THE WEBSITE of a family-owned specialist clothes shop in rural Ireland ended up unwittingly hosting child pornography put there by international criminals based in Ukraine, it was revealed yesterday.
The owners of the shop did not know about it until they received a visit from gardaí who had been alerted to the website by an international hotline set up to monitor internet child pornography.
The case from October last year is the first of its kind in Ireland where an Irish website was found to have been hosting child pornography, according to the Internet Service Providers Association of Ireland’s Hotline.ie, a service which was set up 11 years ago to allow the public report on illegal websites, particularly child pornography.
The shop owners had contracted the website out to another company that designs them and that company had not put the proper internet security provisions in place.
The incident occurred when the UK-based INHOPE Hotline alerted gardaí after a tip-off from a member of the public who pointed out that a forum had an advertisement for child pornography which eventually accessed the clothing shop website in Ireland.
Hotline manager Paul Durrant said the shop owners, who have not been identified, were “absolutely horrified” to be associated with child pornography.
However, they were not held responsible by gardaí, and the pornography was taken down just five hours after it was first reported.
“Gardaí could see from the footprints that this IP address, which is the unique computer address, uploaded this folder at a certain date and time. They traced that to Ukraine.”
Mr Durrant said the case illustrated the importance of maintaining websites and having the most up-to-date security features.
Hotline found that the number of illegal websites which were reported to its service has almost halved in just two years from 536 in 2008 to 284 in 2009.
Of those, 274 were child pornography websites, six were financial scams, two promoted violence, one was drug-related and one promoted child grooming activities.
Mr Durrant said the decline reflected the success that authorities were having worldwide in clamping down on purveyors of child pornography on the internet, especially in Russia where a major criminal gang was broken up.

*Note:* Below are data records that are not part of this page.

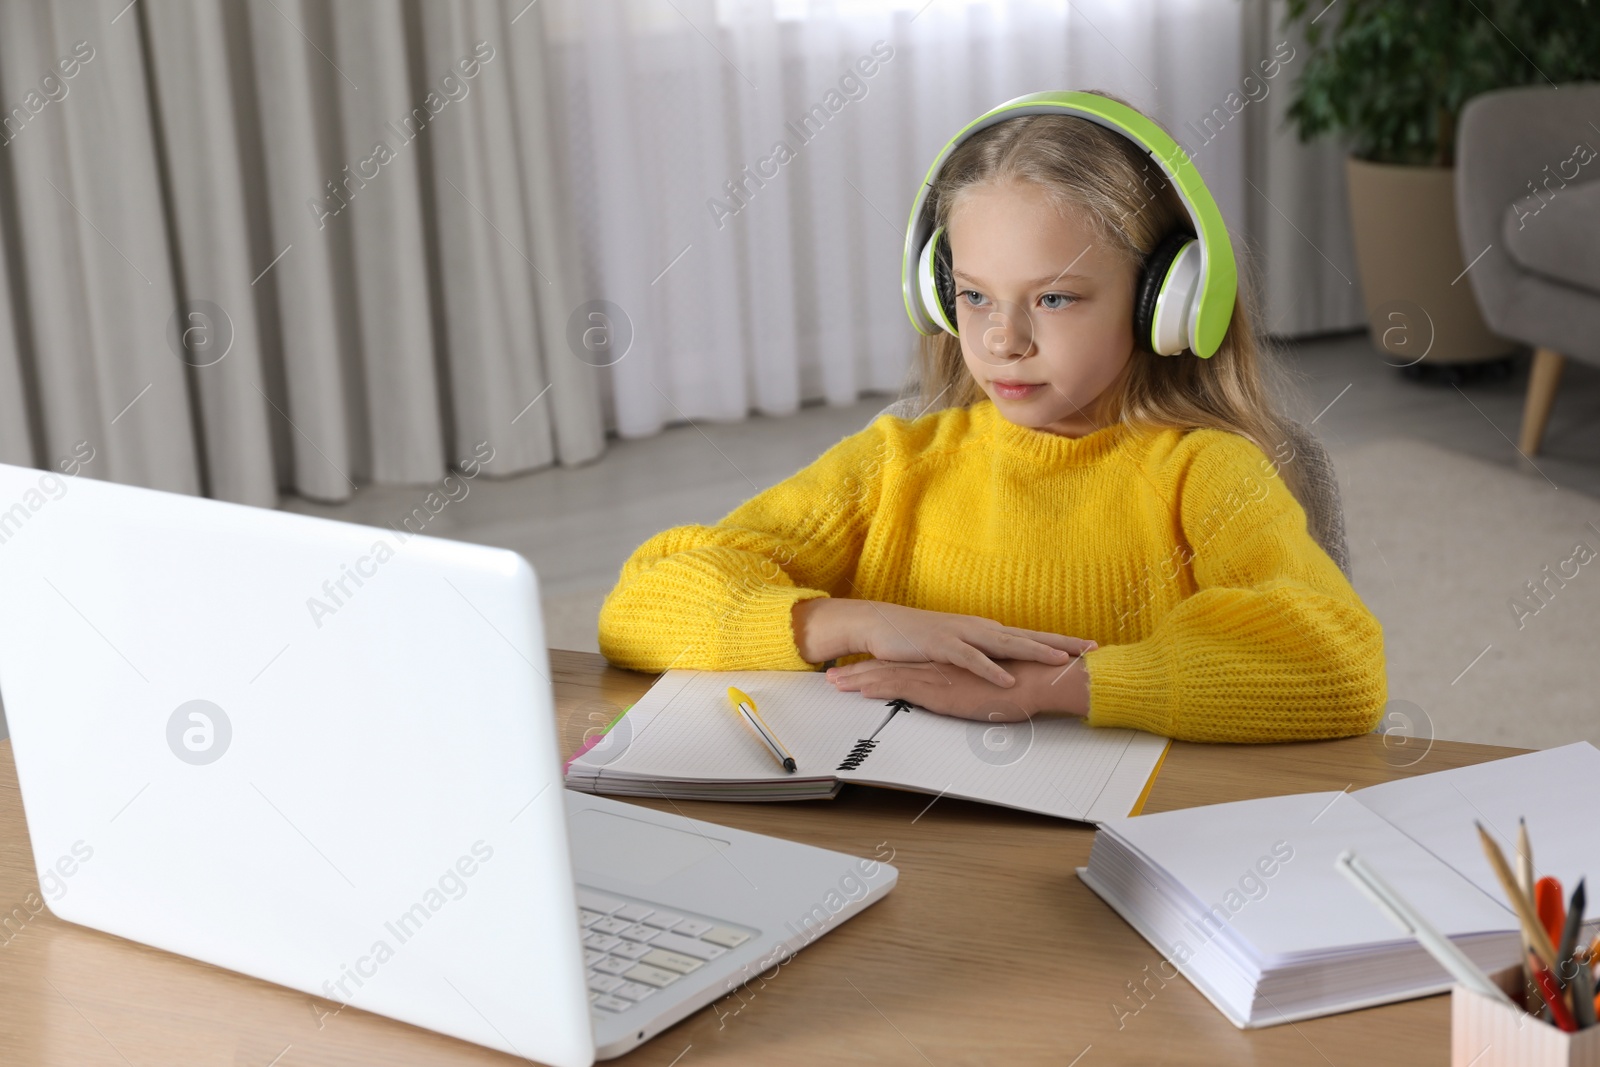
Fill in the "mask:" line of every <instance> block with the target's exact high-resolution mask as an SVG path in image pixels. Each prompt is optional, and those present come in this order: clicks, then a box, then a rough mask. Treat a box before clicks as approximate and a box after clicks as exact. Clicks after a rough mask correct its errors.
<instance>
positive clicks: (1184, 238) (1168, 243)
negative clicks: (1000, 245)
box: [901, 91, 1238, 358]
mask: <svg viewBox="0 0 1600 1067" xmlns="http://www.w3.org/2000/svg"><path fill="white" fill-rule="evenodd" d="M1021 115H1075V117H1078V118H1088V120H1090V122H1094V123H1099V125H1101V126H1106V128H1109V130H1115V131H1117V133H1120V134H1123V136H1125V138H1128V139H1130V141H1133V142H1134V144H1138V146H1139V147H1141V149H1144V150H1146V152H1149V154H1150V158H1154V160H1155V162H1157V165H1158V166H1160V168H1162V171H1165V173H1166V178H1168V179H1171V182H1173V187H1174V189H1176V190H1178V195H1179V197H1181V198H1182V202H1184V206H1186V208H1187V210H1189V219H1190V221H1192V222H1194V230H1195V234H1198V240H1197V238H1194V237H1190V235H1189V234H1186V232H1182V230H1174V232H1173V234H1168V235H1166V238H1165V240H1163V242H1162V243H1160V245H1157V246H1155V250H1154V251H1152V253H1150V254H1149V258H1147V259H1146V262H1144V269H1142V270H1141V274H1139V283H1138V288H1136V290H1134V301H1133V330H1134V334H1133V336H1134V339H1136V341H1138V342H1139V344H1141V346H1142V347H1146V349H1147V350H1150V352H1155V354H1157V355H1176V354H1179V352H1182V350H1186V349H1187V350H1190V352H1194V354H1195V355H1198V357H1202V358H1210V357H1211V355H1214V354H1216V349H1218V346H1221V344H1222V334H1224V333H1226V331H1227V323H1229V320H1230V318H1232V317H1234V298H1235V294H1237V290H1238V274H1237V267H1235V264H1234V246H1232V245H1230V243H1229V238H1227V227H1226V226H1222V213H1221V211H1218V206H1216V202H1214V200H1213V198H1211V192H1210V190H1208V189H1206V187H1205V182H1203V181H1202V179H1200V171H1198V170H1197V168H1195V165H1194V162H1192V160H1190V158H1189V154H1187V152H1184V149H1182V147H1181V146H1179V144H1178V142H1176V141H1173V138H1171V136H1168V134H1166V131H1165V130H1162V128H1160V126H1157V125H1155V123H1154V122H1150V120H1149V118H1146V117H1144V115H1141V114H1139V112H1136V110H1134V109H1131V107H1128V106H1125V104H1118V102H1117V101H1114V99H1107V98H1104V96H1099V94H1096V93H1078V91H1051V93H1030V94H1027V96H1018V98H1016V99H1013V101H1006V102H1005V104H1000V106H998V107H995V109H992V110H987V112H984V114H982V115H979V117H978V118H974V120H973V122H970V123H966V125H965V126H963V128H962V131H960V133H957V134H955V136H954V138H950V142H949V144H946V146H944V150H941V152H939V155H938V158H934V160H933V166H930V168H928V176H926V178H923V179H922V189H918V190H917V200H915V203H912V206H910V222H909V224H907V227H906V254H904V258H902V259H901V291H902V294H904V298H906V314H907V315H910V325H912V326H915V328H917V333H920V334H930V333H933V331H934V330H946V331H947V333H950V334H952V336H954V334H955V333H957V331H955V278H954V277H950V242H949V237H946V234H944V227H942V226H941V227H938V229H934V226H933V218H934V206H936V205H934V203H933V202H931V200H930V197H928V194H930V190H931V189H933V182H934V179H936V178H938V174H939V168H941V166H942V165H944V160H947V158H949V157H950V152H954V150H955V147H957V146H958V144H962V142H963V141H965V139H966V138H970V136H973V134H974V133H978V131H979V130H982V128H986V126H992V125H994V123H997V122H1005V120H1006V118H1018V117H1021Z"/></svg>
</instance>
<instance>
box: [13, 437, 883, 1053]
mask: <svg viewBox="0 0 1600 1067" xmlns="http://www.w3.org/2000/svg"><path fill="white" fill-rule="evenodd" d="M426 493H427V490H426V488H419V490H418V496H419V499H421V498H422V496H424V494H426ZM398 518H400V517H398V515H397V523H395V525H394V528H381V526H358V525H350V523H339V522H330V520H323V518H312V517H306V515H294V514H288V512H278V510H266V509H256V507H245V506H238V504H226V502H219V501H210V499H203V498H190V496H184V494H176V493H160V491H152V490H141V488H133V486H123V485H114V483H107V482H98V480H91V478H88V477H85V475H78V477H72V478H69V477H64V475H58V474H53V472H43V470H34V469H27V467H13V466H5V464H0V605H5V611H0V696H3V702H5V713H6V718H8V721H10V728H11V739H13V747H14V757H16V769H18V777H19V781H21V790H22V806H24V811H26V816H27V829H29V833H30V837H32V843H34V857H35V864H37V869H38V877H40V885H42V896H43V897H45V899H46V902H48V904H50V909H51V912H54V913H56V915H58V917H61V918H64V920H69V921H74V923H82V925H85V926H93V928H96V929H102V931H109V933H112V934H118V936H123V937H130V939H133V941H139V942H144V944H149V945H155V947H158V949H166V950H170V952H178V953H182V955H186V957H194V958H197V960H205V961H208V963H214V965H218V966H224V968H229V969H234V971H242V973H245V974H253V976H256V977H262V979H267V981H270V982H278V984H282V985H288V987H293V989H298V990H304V992H306V993H309V995H310V997H315V998H318V1001H320V1003H323V1006H325V1008H326V1009H328V1011H331V1009H334V1008H338V1006H342V1005H352V1006H355V1008H365V1009H368V1011H374V1013H378V1014H384V1016H390V1017H395V1019H403V1021H405V1022H411V1024H416V1025H421V1027H427V1029H430V1030H438V1032H442V1033H450V1035H454V1037H458V1038H462V1040H467V1041H475V1043H478V1045H485V1046H490V1048H496V1049H501V1051H506V1053H512V1054H515V1056H523V1057H530V1059H534V1061H542V1062H547V1064H557V1065H560V1067H565V1065H568V1064H578V1065H584V1064H590V1062H592V1061H594V1059H597V1057H602V1059H603V1057H610V1056H616V1054H621V1053H624V1051H627V1049H630V1048H634V1046H635V1045H638V1043H640V1041H643V1040H646V1038H651V1037H654V1035H656V1033H659V1032H661V1030H664V1029H666V1027H669V1025H672V1024H674V1022H677V1021H678V1019H682V1017H685V1016H686V1014H690V1013H691V1011H694V1009H698V1008H701V1006H704V1005H707V1003H710V1001H712V1000H715V998H718V997H722V995H725V993H728V992H731V990H733V989H736V987H738V985H739V984H741V982H744V981H747V979H749V977H752V976H754V974H757V973H760V971H765V969H770V968H771V966H773V965H774V963H776V961H778V960H782V958H786V957H787V955H789V953H792V952H795V950H798V949H800V947H802V945H805V944H806V942H810V941H813V939H814V937H816V936H819V934H821V933H822V931H827V929H832V928H834V926H837V925H838V923H840V921H842V920H845V918H848V917H851V915H854V913H856V912H859V910H862V909H864V907H866V905H867V904H870V902H874V901H877V899H880V897H882V896H883V894H885V893H888V891H890V889H891V888H893V885H894V880H896V877H898V872H896V870H894V869H893V867H890V865H886V864H883V862H878V861H875V859H872V857H856V856H846V854H843V853H834V851H826V849H821V848H811V846H806V845H797V843H792V841H784V840H778V838H771V837H762V835H755V833H746V832H741V830H733V829H728V827H722V825H715V824H710V822H699V821H696V819H691V817H686V816H683V814H680V813H677V811H675V809H672V808H669V809H667V811H664V813H658V811H654V809H650V808H645V806H638V805H629V803H621V801H614V800H608V798H603V797H592V795H587V793H578V792H570V790H566V789H563V787H562V760H560V750H558V745H557V731H555V717H554V704H552V699H554V694H552V688H550V667H549V656H547V649H546V645H544V627H542V621H541V611H539V584H538V577H536V576H534V573H533V568H531V566H530V565H528V561H526V560H525V558H523V557H520V555H518V553H515V552H510V550H504V549H490V547H483V545H474V544H464V542H456V541H445V539H438V537H427V536H421V534H410V533H408V531H405V526H403V525H402V523H400V522H398ZM728 729H730V731H734V733H739V731H741V729H742V726H741V725H739V723H738V721H736V720H733V718H731V717H730V721H728ZM608 744H613V742H608ZM614 744H626V741H622V739H616V741H614Z"/></svg>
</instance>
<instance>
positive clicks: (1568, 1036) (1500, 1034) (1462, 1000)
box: [1450, 966, 1600, 1067]
mask: <svg viewBox="0 0 1600 1067" xmlns="http://www.w3.org/2000/svg"><path fill="white" fill-rule="evenodd" d="M1490 977H1491V979H1493V981H1494V984H1496V985H1499V987H1501V989H1502V990H1506V995H1507V997H1510V998H1512V1000H1514V1001H1515V1003H1518V1005H1522V1003H1523V989H1522V968H1518V966H1510V968H1506V969H1504V971H1496V973H1494V974H1491V976H1490ZM1450 1064H1451V1067H1469V1065H1470V1067H1600V1025H1597V1027H1587V1029H1584V1030H1578V1032H1574V1033H1566V1032H1565V1030H1562V1029H1560V1027H1557V1025H1554V1024H1549V1022H1544V1021H1542V1019H1539V1017H1536V1016H1530V1014H1528V1013H1526V1011H1523V1009H1522V1008H1507V1006H1506V1005H1502V1003H1501V1001H1498V1000H1494V998H1493V997H1485V995H1483V993H1478V992H1475V990H1470V989H1467V987H1466V985H1456V987H1453V989H1451V990H1450Z"/></svg>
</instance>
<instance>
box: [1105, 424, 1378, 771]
mask: <svg viewBox="0 0 1600 1067" xmlns="http://www.w3.org/2000/svg"><path fill="white" fill-rule="evenodd" d="M1269 470H1272V467H1270V466H1269V464H1267V461H1266V456H1264V453H1262V451H1261V450H1259V448H1256V445H1253V443H1251V442H1248V440H1246V438H1243V437H1238V435H1232V434H1222V432H1216V440H1214V442H1208V443H1206V446H1205V448H1202V450H1200V451H1198V453H1197V454H1195V456H1194V461H1192V466H1190V467H1189V470H1187V472H1186V475H1184V478H1182V480H1181V482H1179V486H1181V488H1179V494H1178V496H1179V517H1181V522H1182V533H1184V539H1186V542H1187V545H1189V550H1190V552H1192V555H1194V558H1192V568H1194V579H1195V584H1197V585H1198V589H1197V590H1195V592H1194V593H1190V595H1189V597H1186V598H1184V600H1182V601H1179V603H1178V605H1176V606H1174V608H1171V609H1170V611H1168V613H1166V614H1165V616H1163V617H1162V619H1160V621H1158V622H1157V624H1155V627H1154V630H1152V632H1150V633H1149V637H1146V638H1144V640H1141V641H1136V643H1130V645H1101V648H1099V649H1096V651H1093V653H1088V656H1086V657H1085V665H1086V667H1088V675H1090V715H1088V720H1090V723H1091V725H1096V726H1134V728H1139V729H1147V731H1150V733H1158V734H1165V736H1170V737H1178V739H1184V741H1304V739H1312V737H1342V736H1349V734H1360V733H1366V731H1370V729H1373V728H1374V726H1376V725H1378V720H1379V718H1381V717H1382V709H1384V704H1386V701H1387V678H1386V670H1384V640H1382V627H1381V625H1379V622H1378V619H1376V617H1374V616H1373V613H1371V611H1370V609H1368V608H1366V605H1363V603H1362V600H1360V597H1358V595H1357V593H1355V590H1354V589H1352V587H1350V582H1349V581H1347V579H1346V577H1344V573H1342V571H1339V568H1338V565H1334V561H1333V560H1331V558H1330V557H1328V553H1326V552H1323V549H1322V547H1320V545H1318V544H1317V542H1315V541H1314V539H1312V537H1310V534H1309V533H1307V530H1306V512H1304V509H1302V507H1301V504H1299V502H1298V501H1296V499H1294V496H1293V494H1291V493H1290V490H1288V486H1286V485H1285V483H1283V480H1282V477H1278V475H1275V474H1267V472H1269Z"/></svg>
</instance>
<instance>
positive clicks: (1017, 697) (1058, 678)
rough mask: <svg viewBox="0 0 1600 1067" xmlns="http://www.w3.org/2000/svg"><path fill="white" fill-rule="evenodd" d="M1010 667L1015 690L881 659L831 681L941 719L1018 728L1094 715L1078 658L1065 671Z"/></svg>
mask: <svg viewBox="0 0 1600 1067" xmlns="http://www.w3.org/2000/svg"><path fill="white" fill-rule="evenodd" d="M1005 665H1006V667H1010V669H1011V670H1013V672H1014V673H1016V685H1014V686H1011V688H1002V686H997V685H994V683H992V681H987V680H986V678H979V677H978V675H974V673H973V672H970V670H965V669H962V667H954V665H950V664H942V665H941V664H933V662H883V661H878V659H866V661H862V662H859V664H845V665H843V667H832V669H830V670H829V672H827V678H829V681H832V683H834V688H837V689H840V691H846V693H861V694H862V696H870V697H872V699H883V701H893V699H904V701H910V702H912V704H915V705H917V707H923V709H926V710H930V712H938V713H941V715H954V717H957V718H976V720H982V721H990V723H1016V721H1021V720H1024V718H1030V717H1032V715H1038V713H1048V712H1058V713H1064V715H1088V705H1090V704H1088V669H1086V667H1083V665H1082V664H1080V662H1078V659H1077V657H1070V659H1069V661H1067V664H1066V665H1064V667H1058V665H1053V664H1042V662H1035V661H1022V659H1008V661H1005Z"/></svg>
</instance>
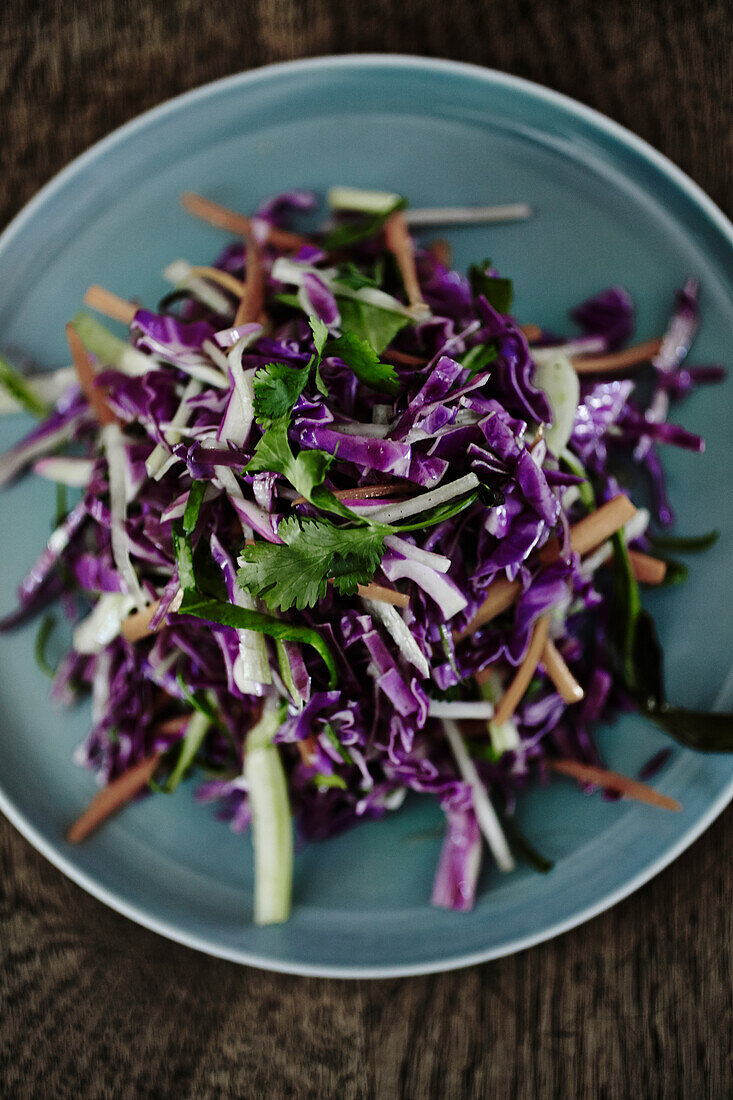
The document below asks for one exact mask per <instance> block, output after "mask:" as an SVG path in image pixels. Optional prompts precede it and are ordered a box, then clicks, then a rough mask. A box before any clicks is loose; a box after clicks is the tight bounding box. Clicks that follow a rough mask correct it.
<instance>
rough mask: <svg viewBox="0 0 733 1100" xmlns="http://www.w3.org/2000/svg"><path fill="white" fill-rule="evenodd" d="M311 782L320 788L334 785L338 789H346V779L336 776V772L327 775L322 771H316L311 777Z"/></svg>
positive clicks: (340, 790) (334, 786) (338, 775)
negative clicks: (312, 779)
mask: <svg viewBox="0 0 733 1100" xmlns="http://www.w3.org/2000/svg"><path fill="white" fill-rule="evenodd" d="M313 783H314V785H315V787H321V788H332V787H335V788H337V789H338V790H339V791H346V790H347V781H346V780H344V779H342V778H341V777H340V775H336V774H331V775H327V774H326V773H325V772H322V771H317V772H316V774H315V775H314V777H313Z"/></svg>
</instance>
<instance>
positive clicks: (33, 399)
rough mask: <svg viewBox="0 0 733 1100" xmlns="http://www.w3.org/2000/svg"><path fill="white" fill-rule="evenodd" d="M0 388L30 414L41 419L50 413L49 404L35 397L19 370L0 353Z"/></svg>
mask: <svg viewBox="0 0 733 1100" xmlns="http://www.w3.org/2000/svg"><path fill="white" fill-rule="evenodd" d="M0 388H2V389H4V390H6V393H8V394H9V395H10V396H11V397H12V398H13V399H14V400H17V401H18V404H19V405H20V406H21V408H24V409H25V411H26V412H30V414H31V416H35V417H39V419H43V418H44V417H47V416H48V414H50V412H51V406H50V405H46V404H45V401H42V400H41V398H40V397H36V395H35V394H34V393H33V390H32V389H31V387H30V386H29V384H28V382H26V381H25V378H24V377H23V375H22V374H21V373H20V371H17V370H15V367H14V366H12V365H11V364H10V363H9V362H8V360H7V359H3V356H2V355H0Z"/></svg>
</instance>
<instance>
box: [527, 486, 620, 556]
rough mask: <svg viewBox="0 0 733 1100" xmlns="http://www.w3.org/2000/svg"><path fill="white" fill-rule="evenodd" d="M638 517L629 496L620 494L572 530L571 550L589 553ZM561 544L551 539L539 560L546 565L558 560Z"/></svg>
mask: <svg viewBox="0 0 733 1100" xmlns="http://www.w3.org/2000/svg"><path fill="white" fill-rule="evenodd" d="M635 515H636V508H635V507H634V505H633V504H632V503H631V500H630V499H628V497H627V496H624V494H623V493H620V494H619V495H617V496H614V497H613V498H612V499H611V500H608V502H606V503H605V504H602V505H601V507H600V508H597V509H595V511H591V513H590V515H588V516H583V518H582V519H579V520H578V522H577V524H573V525H572V527H571V528H570V548H571V549H572V550H573V551H575V552H576V553H579V554H581V555H582V554H584V553H588V552H589V551H590V550H594V549H595V547H600V544H601V543H602V542H605V540H606V539H608V538H610V537H611V536H612V535H613V533H614V532H615V531H617V530H620V529H621V528H622V527H623V526H624V525H625V524H627V522H628V520H630V519H631V518H632V516H635ZM558 553H559V543H558V541H557V539H550V540H549V542H546V543H545V546H544V547H543V549H541V550H540V551H539V560H540V561H541V562H544V563H545V564H549V563H550V562H553V561H555V560H556V559H557V555H558Z"/></svg>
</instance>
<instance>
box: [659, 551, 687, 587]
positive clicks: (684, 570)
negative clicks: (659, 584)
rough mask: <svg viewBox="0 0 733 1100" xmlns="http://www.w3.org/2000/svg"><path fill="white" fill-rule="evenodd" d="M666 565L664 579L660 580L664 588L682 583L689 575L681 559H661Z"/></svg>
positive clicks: (681, 583)
mask: <svg viewBox="0 0 733 1100" xmlns="http://www.w3.org/2000/svg"><path fill="white" fill-rule="evenodd" d="M661 560H663V561H664V562H665V564H666V565H667V572H666V573H665V579H664V581H663V582H661V586H663V587H664V588H669V587H671V586H672V585H675V584H683V583H685V581H687V579H688V576H689V575H690V571H689V569H688V568H687V565H686V564H685V562H683V561H675V560H674V559H672V558H663V559H661Z"/></svg>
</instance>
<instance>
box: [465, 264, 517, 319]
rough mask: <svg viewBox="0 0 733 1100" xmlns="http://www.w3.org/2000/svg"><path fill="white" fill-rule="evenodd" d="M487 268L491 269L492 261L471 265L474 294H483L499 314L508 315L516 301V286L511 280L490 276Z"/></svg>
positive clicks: (478, 294)
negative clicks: (487, 269) (510, 310)
mask: <svg viewBox="0 0 733 1100" xmlns="http://www.w3.org/2000/svg"><path fill="white" fill-rule="evenodd" d="M486 267H491V261H490V260H484V262H483V264H471V266H470V267H469V278H470V281H471V287H472V289H473V293H474V294H475V295H479V294H482V295H483V296H484V298H485V299H486V301H488V303H489V305H490V306H492V307H493V308H494V309H495V310H496V312H497V313H508V312H510V310H511V309H512V301H513V300H514V284H513V283H512V279H511V278H501V277H500V276H499V275H488V274H486Z"/></svg>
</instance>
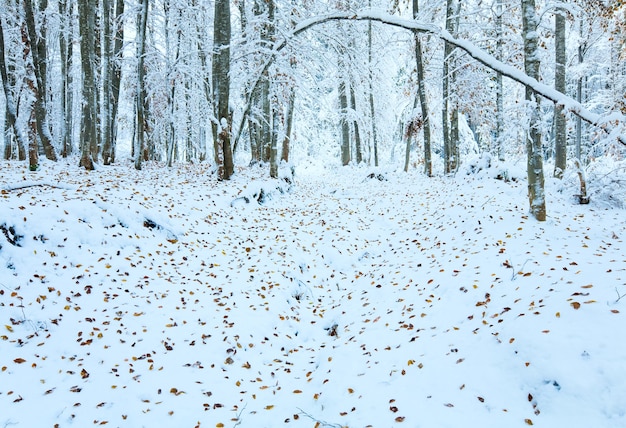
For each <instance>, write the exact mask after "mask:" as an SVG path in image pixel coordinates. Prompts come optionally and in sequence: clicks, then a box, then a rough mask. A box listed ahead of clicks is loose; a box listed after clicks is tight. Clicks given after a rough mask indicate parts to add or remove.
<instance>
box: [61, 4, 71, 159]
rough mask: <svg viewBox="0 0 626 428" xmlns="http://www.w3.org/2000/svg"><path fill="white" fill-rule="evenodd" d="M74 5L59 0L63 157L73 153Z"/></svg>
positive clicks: (61, 113)
mask: <svg viewBox="0 0 626 428" xmlns="http://www.w3.org/2000/svg"><path fill="white" fill-rule="evenodd" d="M72 9H73V8H72V5H71V4H69V5H68V1H67V0H59V5H58V10H59V16H60V19H61V22H62V24H61V29H60V32H59V55H60V57H61V76H59V78H60V79H61V82H62V83H61V86H62V88H63V93H62V94H61V114H62V119H61V120H62V123H61V144H62V146H61V156H63V157H64V158H66V157H68V156H69V155H70V154H71V153H72V149H73V146H72V124H73V122H74V121H73V114H72V104H73V90H74V87H73V86H74V85H73V75H72V73H71V70H72V62H73V56H74V44H73V37H72V33H73V31H72V30H73V27H74V24H73V21H74V20H73V17H72Z"/></svg>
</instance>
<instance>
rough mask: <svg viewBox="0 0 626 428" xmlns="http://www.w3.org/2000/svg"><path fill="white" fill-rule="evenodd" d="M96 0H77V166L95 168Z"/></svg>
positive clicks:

However, he warned that many child pornography rings were now resorting to peer-to-peer networks which are harder to monitor.
Minister for Justice and Law Reform Dermot Ahern praised the Garda and Hotline.ie for acting so quickly in removing the child pornography content from the host website in Ireland.
The fact that people are encountering fewer illegal websites may mark a “turning point” in worldwide efforts to counter child abuse images on the internet.